Traffic can get busy in a sales rep head when a few phone rings are the only things standing between a sales rep and his or her prospect.
All those lessons we learn about how to make calls are important, but they’re hard to remember. We came up with a simple trick to help reps remember how to make effective sales calls:
Never allow these four four-letter words to come out of your mouth when you’re on the phone with a prospect.
Can’t: No word in the English language embodies a more defeatist attitude than this four-letter, single syllable word. A sales rep who can’t research his or her customers, who can’t listen to their problems, and who can’t be persuaded to care about relationships is a sales rep doomed to fail. Think about all the circumstances under which you’d say “can’t” on a sales call. Maybe you can’t answer a prospect’s question because you don’t know the answer. Maybe you can’t budge on pricing. Maybe you can’t extend a trial. Maybe you can’t sell a two-seat deal. These are all things that you legitimately cannot accomplish. But guess what a prospect does well you tell them you can’t sell a two seat deal? They say, “thank you, but we have no use for 5 seats, which is your minimum,” and then they hang up and disappear. If you say, “we don’t typically make exceptions for two seat deals, but I can offer you two months free if you pay for 5 seats up front, and we can work on finding another user in your organization in the meantime,” you have a much higher chance of continuing engagement. Maybe you can’t answer a prospect’s question. Who can? How can you find the answer? In almost every situation, elimination of the word, “can’t,” forces you to focus on “can,” which is an active move forward.
Won’t: A close relative to can’t, won’t will stagnate a sales conversation just as quickly as it’s cousin. Won’t, however, is almost worse; saying, “won’t,” implies that you know something can be done, you just don’t want to do it. Put yourself in a customer’s shoes: a sales rep won’t know when the new feature you asked for is going to be released; a sales rep won’t be able to offer a discount, a sales rep won’t be able to walk you through a new set of features unless you make a commitment. That type of sales rep angers prospects. Sales reps don’t usually flat out say, “I won’t do that.” It usually comes in the form of, “I won’t be able to,” or “I won’t know until.” When you hear yourself say those phrases, think about why. Why won’t you know? Why can’t you ask around until you do know? Why won’t you be able to? If you won’t be able to make time for a prospect, maybe you shouldn’t be talking to that prospect at all. Sales reps that say won’t a lot are also lousy employees. A sales rep who won’t put in the extra effort to research leads, who won’t buckle down and sell to warm leads, and who won’t employ new technologies is a sales rep who’s going to exert very little effort to win deals.

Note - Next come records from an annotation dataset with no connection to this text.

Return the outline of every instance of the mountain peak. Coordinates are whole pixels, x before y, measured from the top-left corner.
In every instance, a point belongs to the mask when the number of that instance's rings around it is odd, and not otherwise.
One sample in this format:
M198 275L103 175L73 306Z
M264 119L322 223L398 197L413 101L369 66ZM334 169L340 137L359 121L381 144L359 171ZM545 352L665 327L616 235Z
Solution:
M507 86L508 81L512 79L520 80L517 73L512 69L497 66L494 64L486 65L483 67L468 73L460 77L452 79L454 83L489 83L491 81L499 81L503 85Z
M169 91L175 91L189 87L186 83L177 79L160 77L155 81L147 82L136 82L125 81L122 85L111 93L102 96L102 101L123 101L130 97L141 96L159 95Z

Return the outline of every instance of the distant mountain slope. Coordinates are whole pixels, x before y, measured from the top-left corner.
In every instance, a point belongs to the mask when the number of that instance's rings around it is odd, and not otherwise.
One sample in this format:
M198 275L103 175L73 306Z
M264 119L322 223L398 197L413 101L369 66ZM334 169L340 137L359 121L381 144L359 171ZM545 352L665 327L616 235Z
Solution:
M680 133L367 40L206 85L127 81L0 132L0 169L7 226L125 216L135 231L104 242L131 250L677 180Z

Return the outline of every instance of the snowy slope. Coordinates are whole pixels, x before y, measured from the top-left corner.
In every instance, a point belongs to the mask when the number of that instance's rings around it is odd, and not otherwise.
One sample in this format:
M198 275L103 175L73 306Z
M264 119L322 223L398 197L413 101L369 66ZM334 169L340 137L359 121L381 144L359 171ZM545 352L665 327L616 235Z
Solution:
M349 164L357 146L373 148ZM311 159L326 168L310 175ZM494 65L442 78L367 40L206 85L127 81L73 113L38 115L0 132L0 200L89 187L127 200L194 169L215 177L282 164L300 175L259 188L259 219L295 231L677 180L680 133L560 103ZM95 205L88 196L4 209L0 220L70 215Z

Cost: Cost/price is a tricky one – how do you tell customers the actual value of your product without evoking the dread every customer faces about parting with his or her money? Simple: instead of saying, “Product xxx costs $99/month,” you can say, “for $99/month, you get access to features X, Y, and Z.” You could also position cost as value. Rather than laying out a price, show the return on investment. For example, InsideView’s sales intelligence application saves customers time. In sales, if you can sell more in less time, you can close more deals with less reps. We’ve drawn out the math to prove how much money InsideView saves a sales organization over a set period of time. InsideView costs $99/month, but if you sell just as much with one less rep, you’re saving a lot more than $99/month. Talk to your prospects about investment value, not cost.
Sell: No one likes being sold to. A customer who walks away from a sales pitch with the feeling that they’ve been sold a product or service will usually come to regret that decision. Instead, customers should be made to feel that they are investing in a service or product. The end result might be the same – a net sale – but the approach is entirely different. By urging customers to invest in your product or service, you not only increase the perceived value of the offering, but also make them feel intelligent and wise for having made that decision. We all know we’re salespeople and customers, but in today’s interactive world, the buyer-seller relationship isn’t so black and white. We’re all building our networks with business relationships, and fewer sales are single transactions these days.
If you can remember NOT to say these words to a prospect, most of what you’ve learned about sales will follow. Don’t bother focusing on complicated sales call strategies; keep it simple so you can do what you were hired to do: sell your company’s products.